Kota Yogyakarta selalu memiliki cara unik untuk memanjakan mata para pejalan kaki dengan berbagai ornamen estetik yang tersebar di setiap sudutnya. Kali ini, kontribusi segar datang dari para siswa SMAN 1 Yogyakarta yang memamerkan karya seni instalasi luar ruang di beberapa titik strategis kota yang asri. Karya-karya tersebut bukan hanya berfungsi sebagai elemen dekoratif, tetapi juga membawa pesan-pesan mendalam tentang interaksi manusia dengan lingkungan sekitarnya. Kehadiran instalasi ini seolah memberikan nyawa baru pada ruang publik, menjadikannya lebih hidup dan memberikan ruang bagi masyarakat untuk berinteraksi langsung dengan karya seni tingkat pelajar yang berkualitas.
Proyek seni ini merupakan hasil dari kolaborasi lintas disiplin ilmu di sekolah, di mana siswa menggabungkan kemampuan desain, pemahaman material, hingga perhitungan struktur yang tepat. Dalam pembuatan seni instalasi, para siswa ditantang untuk berpikir secara tiga dimensi dan mempertimbangkan faktor keamanan serta ketahanan terhadap cuaca karena diletakkan di area terbuka. Penggunaan bahan-bahan daur ulang dan material alam menjadi ciri khas utama dalam pameran kali ini. Hal ini menunjukkan bahwa kesadaran lingkungan telah mendarah daging dalam proses kreatif siswa SMAN 1 Yogyakarta, yang ingin membuktikan bahwa seni bisa menjadi sarana edukasi ekologi yang sangat efektif.
Salah satu karya yang paling menarik perhatian adalah sebuah struktur raksasa yang terbuat dari jalinan bambu dan limbah plastik yang disusun sedemikian rupa sehingga menyerupai aliran sungai. Melalui seni instalasi tersebut, siswa ingin mengingatkan warga kota tentang pentingnya menjaga kebersihan sungai-sungai di Yogyakarta. Penempatan karya di area hijau kota yang rimbun menciptakan kontras yang menarik antara buatan manusia dan keasrian alam. Pengunjung yang melintas seringkali berhenti sejenak untuk mengambil foto atau sekadar membaca narasi yang tertera di samping karya, yang menjelaskan filosofi di balik bentuk-bentuk abstrak yang mereka lihat.

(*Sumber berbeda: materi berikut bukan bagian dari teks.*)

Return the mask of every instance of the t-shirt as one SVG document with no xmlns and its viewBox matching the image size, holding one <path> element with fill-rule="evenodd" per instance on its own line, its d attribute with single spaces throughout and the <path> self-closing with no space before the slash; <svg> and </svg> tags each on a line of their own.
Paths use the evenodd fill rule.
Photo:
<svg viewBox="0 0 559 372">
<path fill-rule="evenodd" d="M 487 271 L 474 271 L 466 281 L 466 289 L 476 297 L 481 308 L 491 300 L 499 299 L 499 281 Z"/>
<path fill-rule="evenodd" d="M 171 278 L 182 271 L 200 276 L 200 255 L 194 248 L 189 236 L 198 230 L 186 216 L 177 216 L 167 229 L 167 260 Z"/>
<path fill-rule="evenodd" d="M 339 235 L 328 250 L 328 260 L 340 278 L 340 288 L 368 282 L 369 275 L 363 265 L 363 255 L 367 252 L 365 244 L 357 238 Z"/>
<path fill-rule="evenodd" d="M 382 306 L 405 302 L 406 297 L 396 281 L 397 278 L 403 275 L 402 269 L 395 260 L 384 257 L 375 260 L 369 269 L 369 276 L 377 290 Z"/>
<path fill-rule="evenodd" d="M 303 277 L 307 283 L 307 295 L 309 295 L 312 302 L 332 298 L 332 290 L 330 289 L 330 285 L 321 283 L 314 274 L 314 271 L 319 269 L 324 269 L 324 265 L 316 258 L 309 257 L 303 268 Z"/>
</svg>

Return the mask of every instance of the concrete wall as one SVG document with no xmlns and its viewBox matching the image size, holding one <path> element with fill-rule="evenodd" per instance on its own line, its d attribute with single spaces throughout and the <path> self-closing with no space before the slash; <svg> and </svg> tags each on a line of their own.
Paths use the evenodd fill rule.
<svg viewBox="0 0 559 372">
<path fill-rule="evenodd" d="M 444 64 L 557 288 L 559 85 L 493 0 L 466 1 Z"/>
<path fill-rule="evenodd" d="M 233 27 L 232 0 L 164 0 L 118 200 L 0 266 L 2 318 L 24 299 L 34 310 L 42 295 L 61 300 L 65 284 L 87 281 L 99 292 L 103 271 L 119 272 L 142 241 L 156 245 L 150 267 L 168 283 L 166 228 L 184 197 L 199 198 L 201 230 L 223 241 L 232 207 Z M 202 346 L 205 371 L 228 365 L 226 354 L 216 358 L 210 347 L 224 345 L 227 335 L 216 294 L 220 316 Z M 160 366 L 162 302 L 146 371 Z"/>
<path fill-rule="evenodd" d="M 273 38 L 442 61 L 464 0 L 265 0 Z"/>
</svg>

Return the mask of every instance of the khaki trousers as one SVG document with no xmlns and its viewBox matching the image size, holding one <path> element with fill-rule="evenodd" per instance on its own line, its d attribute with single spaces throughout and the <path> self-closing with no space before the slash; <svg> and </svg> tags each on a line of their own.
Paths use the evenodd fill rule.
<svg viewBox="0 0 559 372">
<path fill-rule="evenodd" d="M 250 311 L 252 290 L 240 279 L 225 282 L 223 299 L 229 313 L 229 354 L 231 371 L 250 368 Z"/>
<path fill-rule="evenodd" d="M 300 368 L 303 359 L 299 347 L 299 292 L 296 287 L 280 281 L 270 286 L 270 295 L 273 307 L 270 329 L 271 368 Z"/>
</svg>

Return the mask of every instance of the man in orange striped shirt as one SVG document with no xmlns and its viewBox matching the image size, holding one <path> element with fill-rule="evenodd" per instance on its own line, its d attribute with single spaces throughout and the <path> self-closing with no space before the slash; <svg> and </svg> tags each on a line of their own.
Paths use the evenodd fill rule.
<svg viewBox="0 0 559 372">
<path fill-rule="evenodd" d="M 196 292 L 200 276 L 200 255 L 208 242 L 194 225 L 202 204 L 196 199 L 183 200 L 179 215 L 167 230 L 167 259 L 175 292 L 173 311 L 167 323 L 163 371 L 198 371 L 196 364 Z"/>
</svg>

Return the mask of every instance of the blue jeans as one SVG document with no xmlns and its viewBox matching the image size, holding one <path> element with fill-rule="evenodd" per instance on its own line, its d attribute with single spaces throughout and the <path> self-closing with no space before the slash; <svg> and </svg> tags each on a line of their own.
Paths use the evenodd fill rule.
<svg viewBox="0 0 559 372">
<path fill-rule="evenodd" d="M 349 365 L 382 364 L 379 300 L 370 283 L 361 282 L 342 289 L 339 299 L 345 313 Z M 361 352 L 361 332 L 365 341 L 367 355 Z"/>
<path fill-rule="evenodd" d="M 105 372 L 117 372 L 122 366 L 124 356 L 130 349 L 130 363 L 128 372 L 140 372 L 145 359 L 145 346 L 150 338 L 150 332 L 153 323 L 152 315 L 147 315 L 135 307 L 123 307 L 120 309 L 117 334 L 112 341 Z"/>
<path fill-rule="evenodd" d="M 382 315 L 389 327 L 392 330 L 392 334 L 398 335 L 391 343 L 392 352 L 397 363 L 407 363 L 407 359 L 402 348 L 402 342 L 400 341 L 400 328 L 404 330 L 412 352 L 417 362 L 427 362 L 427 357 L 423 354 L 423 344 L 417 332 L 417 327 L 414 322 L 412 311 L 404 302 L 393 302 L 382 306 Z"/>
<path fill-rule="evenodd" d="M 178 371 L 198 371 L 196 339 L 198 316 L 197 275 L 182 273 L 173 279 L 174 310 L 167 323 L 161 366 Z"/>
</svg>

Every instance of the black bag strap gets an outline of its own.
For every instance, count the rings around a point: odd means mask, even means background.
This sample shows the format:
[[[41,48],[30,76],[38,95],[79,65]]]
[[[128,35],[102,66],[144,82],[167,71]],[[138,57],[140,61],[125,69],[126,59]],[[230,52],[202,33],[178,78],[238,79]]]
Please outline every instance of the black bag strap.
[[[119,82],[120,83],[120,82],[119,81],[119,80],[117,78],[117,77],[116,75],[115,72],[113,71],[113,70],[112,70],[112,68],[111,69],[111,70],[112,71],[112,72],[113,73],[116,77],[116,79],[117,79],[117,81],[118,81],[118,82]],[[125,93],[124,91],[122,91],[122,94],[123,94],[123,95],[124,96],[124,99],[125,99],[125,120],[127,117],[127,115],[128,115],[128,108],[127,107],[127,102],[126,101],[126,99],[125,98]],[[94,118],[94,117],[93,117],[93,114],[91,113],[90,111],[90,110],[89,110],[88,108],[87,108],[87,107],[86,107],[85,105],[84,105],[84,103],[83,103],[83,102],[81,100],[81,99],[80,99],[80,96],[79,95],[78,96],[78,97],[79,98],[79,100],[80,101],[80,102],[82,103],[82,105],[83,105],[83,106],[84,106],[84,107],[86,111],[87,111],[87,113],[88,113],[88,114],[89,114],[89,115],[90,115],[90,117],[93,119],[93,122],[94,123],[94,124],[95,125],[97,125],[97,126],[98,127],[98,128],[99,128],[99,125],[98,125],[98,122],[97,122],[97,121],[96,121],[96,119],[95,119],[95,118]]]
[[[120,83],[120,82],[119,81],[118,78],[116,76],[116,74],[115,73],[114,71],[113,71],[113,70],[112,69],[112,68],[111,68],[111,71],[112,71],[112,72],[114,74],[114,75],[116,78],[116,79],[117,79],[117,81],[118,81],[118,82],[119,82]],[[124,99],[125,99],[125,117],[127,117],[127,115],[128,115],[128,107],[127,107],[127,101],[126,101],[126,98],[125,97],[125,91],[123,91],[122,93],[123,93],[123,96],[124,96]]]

Kegiatan ini mendapatkan apresiasi luar biasa dari pemerintah kota dan komunitas seni lokal. Memberikan izin bagi siswa untuk menghiasi ruang publik dengan seni instalasi merupakan langkah maju dalam memberikan panggung bagi ekspresi anak muda. Bagi siswa sendiri, pengalaman melihat karya mereka diapresiasi secara langsung oleh masyarakat umum memberikan kebanggaan yang tak ternilai. Hal ini juga melatih mentalitas mereka sebagai seniman publik yang harus siap menerima berbagai respons dan kritik dari khalayak luas. Proses belajar di luar kelas ini terbukti sangat ampuh dalam memperluas cakrawala berpikir dan memperkuat karakter siswa.